LETÍCIA: – Professora, foi uma aula. Uma aula, eu só posso agradecer tudo que você compartilhou conosco, o seu tempo e acho que os nossos ouvintes também vão adorar escutar tudo que falou, foi uma experiência muito desafiadora pensar também em fazer essa entrevista sem os intérpretes. Então eu confesso que estava bastante tensa porque eu fiquei com muito receio de não deixar você a vontade, de você não não conseguir fazer assim, tipo, será que a gente ia saber? Será que nós conseguiríamos fazer direito, fazer de uma forma que fosse acolhedora. Então, eu só tenho a agradecer por você ter aceito nosso convite e ter dividido todo o seu conhecimento, e a sua vivência, a sua experiência, a sua identidade conosco. 
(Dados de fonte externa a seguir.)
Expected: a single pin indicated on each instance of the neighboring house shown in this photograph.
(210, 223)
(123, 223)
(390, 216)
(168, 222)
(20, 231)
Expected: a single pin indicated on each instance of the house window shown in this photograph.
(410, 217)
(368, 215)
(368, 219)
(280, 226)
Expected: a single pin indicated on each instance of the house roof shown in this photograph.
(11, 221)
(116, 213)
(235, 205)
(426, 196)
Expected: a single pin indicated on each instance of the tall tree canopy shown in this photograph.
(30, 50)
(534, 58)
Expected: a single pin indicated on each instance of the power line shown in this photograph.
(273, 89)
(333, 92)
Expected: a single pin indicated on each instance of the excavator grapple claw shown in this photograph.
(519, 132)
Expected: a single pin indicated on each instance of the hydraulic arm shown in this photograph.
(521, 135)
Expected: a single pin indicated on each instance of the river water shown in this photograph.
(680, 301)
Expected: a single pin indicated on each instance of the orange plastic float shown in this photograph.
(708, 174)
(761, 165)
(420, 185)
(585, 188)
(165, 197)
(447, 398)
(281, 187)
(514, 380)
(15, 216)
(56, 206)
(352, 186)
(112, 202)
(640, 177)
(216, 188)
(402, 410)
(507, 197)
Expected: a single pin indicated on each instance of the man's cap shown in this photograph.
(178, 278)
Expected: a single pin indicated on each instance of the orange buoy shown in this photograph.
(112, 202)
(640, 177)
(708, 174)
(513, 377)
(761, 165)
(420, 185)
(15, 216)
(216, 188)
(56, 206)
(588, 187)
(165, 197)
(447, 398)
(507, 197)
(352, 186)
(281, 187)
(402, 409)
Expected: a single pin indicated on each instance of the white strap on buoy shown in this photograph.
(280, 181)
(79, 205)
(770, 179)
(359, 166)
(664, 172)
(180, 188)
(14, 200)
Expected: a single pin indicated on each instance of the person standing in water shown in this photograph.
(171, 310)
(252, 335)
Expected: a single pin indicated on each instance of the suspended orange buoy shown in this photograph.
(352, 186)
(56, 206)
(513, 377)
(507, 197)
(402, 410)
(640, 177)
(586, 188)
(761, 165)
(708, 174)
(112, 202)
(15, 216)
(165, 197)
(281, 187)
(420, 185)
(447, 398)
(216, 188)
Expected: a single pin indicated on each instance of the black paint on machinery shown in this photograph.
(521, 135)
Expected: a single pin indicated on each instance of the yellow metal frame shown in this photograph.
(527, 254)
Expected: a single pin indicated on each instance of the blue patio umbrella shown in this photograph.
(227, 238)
PROFESSORA SHIRLEY: – Obrigada. 


DAVI: – Para mim também professora, foi sensacional, assim. Eu acho que ouvir da vivência do outro tem o “que” a mais, assim, do que são as leituras, do que são essas cinquenta e oito horas, sessenta e oito horas dos cursos que a gente tem da licenciatura. Ouvir a senhora falar, eu acho que é muito mais do que um semestre tendo libras, estudando o mínimo que for, sabe? Então se poder ouvir de você essas coisas que ainda não foram compartilhadas eu acho que vai encontro diretamente com o nosso objetivo do podcast, o porquê do principal da gente pensar em fazer o podcast que fala sobre línguas, sobre a identidade das pessoas, envolvida com a língua. Então, eu estou muito feliz, muito feliz. Eu acho que esse é um dos episódios mais deu certo assim eu acho, sabe? Assim, com o que a gente propôs, entendeu? Então eu estou muito contente. 


PROFESSORA SHIRLEY: – Entendi. Olha que interessante eu estava pensando aqui. Todas as vezes que vocês fazem ninguém fala por exemplo, pede para falar. Para vocês falarem. Nós surdos queremos esse feedback para a gente entender como que o ouvinte pensa. Interessante, não é? Dada, eu queria só mostrar pra você que eu tava falando como eu, eu tô fazendo curso. Ah, peraí. E aí pode, pode fechar se vocês quiserem. Gente, tchau! Vamos tirar uma foto?